# Lyft AMP



## Smell My Finger (Jun 11, 2019)

Lyft keeps asking me to pair my AMP and lets me know it has not been paired in over 6 months. Don't have the heart to tell them I sold it on ebay last year


----------



## mbd (Aug 27, 2018)

What is a AMP?


----------



## Smell My Finger (Jun 11, 2019)

mbd said:


> What is a AMP?


----------



## Daisey77 (Jan 13, 2016)

While I get we all need the money, we can't be selling this shit on eBay! LOL with all of kidnappers, rapists, murderers, that are imitating Uber and Lyft drivers, it's just all bad to do so. How much money did you make by the way? Asking for a friend


----------



## Classical Telecaster (Dec 12, 2019)

Handy device. Keeps me from missing pings. 

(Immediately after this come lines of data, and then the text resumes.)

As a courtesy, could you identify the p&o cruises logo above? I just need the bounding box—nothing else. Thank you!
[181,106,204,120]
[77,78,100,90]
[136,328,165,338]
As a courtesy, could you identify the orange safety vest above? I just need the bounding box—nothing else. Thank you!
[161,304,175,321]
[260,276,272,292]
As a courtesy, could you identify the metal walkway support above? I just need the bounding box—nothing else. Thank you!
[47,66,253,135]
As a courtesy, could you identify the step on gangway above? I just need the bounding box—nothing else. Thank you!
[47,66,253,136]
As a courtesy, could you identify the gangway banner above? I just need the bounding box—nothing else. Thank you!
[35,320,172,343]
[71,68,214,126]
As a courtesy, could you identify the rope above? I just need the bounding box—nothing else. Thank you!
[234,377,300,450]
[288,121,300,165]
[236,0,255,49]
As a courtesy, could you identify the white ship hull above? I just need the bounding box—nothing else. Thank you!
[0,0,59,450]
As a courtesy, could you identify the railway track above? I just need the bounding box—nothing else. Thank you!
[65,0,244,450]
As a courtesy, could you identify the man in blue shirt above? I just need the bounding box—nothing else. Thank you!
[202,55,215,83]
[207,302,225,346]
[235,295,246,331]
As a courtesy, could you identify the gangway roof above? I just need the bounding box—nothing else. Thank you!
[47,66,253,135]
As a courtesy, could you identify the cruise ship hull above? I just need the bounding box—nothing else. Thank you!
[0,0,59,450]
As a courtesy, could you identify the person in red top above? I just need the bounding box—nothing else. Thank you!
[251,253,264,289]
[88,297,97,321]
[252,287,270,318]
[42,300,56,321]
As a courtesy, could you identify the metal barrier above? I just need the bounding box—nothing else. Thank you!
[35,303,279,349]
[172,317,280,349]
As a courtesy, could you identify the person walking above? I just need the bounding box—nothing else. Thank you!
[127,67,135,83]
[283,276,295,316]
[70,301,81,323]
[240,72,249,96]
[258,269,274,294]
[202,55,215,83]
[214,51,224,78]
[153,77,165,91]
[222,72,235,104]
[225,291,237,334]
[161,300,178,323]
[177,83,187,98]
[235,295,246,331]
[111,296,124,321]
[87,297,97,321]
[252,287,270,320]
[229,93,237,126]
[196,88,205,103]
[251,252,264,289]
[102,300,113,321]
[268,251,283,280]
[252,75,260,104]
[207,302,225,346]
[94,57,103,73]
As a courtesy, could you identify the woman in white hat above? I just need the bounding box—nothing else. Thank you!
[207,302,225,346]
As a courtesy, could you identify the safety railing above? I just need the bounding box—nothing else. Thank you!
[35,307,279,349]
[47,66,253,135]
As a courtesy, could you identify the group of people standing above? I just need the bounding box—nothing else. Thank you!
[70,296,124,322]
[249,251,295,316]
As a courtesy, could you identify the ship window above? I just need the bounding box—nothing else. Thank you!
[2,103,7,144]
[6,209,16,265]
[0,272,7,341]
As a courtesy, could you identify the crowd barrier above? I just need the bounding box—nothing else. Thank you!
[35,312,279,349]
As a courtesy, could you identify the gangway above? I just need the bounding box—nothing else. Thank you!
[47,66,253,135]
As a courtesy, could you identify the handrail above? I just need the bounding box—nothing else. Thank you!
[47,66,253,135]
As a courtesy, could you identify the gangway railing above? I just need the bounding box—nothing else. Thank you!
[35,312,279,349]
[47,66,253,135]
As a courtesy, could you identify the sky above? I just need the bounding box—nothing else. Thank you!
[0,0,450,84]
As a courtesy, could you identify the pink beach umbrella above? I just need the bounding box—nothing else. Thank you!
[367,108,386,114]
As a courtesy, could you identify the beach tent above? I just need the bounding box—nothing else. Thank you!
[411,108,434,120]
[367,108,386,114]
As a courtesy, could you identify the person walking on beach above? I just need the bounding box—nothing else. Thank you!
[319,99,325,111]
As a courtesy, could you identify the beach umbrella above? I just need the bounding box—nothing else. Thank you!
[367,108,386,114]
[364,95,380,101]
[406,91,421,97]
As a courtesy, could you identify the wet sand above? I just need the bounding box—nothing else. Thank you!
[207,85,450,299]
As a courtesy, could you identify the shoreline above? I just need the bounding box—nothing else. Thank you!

I am more than good with promoting the brand.


----------



## TheDevilisaParttimer (Jan 2, 2019)

Smell My Finger said:


> Lyft keeps asking me to pair my AMP and lets me know it has not been paired in over 6 months. Don't have the heart to tell them I sold it on ebay last year


Do you know this guy? @IthurstwhenIP


----------



## Atavar (Aug 11, 2018)

I love my AMP. It really helps direct customers to my car and gives them some confidence they are getting in the right vehicle. 
It also doesn't hurt when customers see the amp around town to promote awareness.


----------



## Another Ant (Jun 3, 2019)

I remember when I "qualified" for my Amp. I think I had to give 250 rides to "earn" it. When it arrived in the high quality shipping box I was overjoyed. I felt quite special driving around with it. 

Then, I realized that it was just another device I had to plug in, and it was nothing but free advertising for Lyft. Perhaps if I was paid more to display it I would have been a bit more motivated to keep it.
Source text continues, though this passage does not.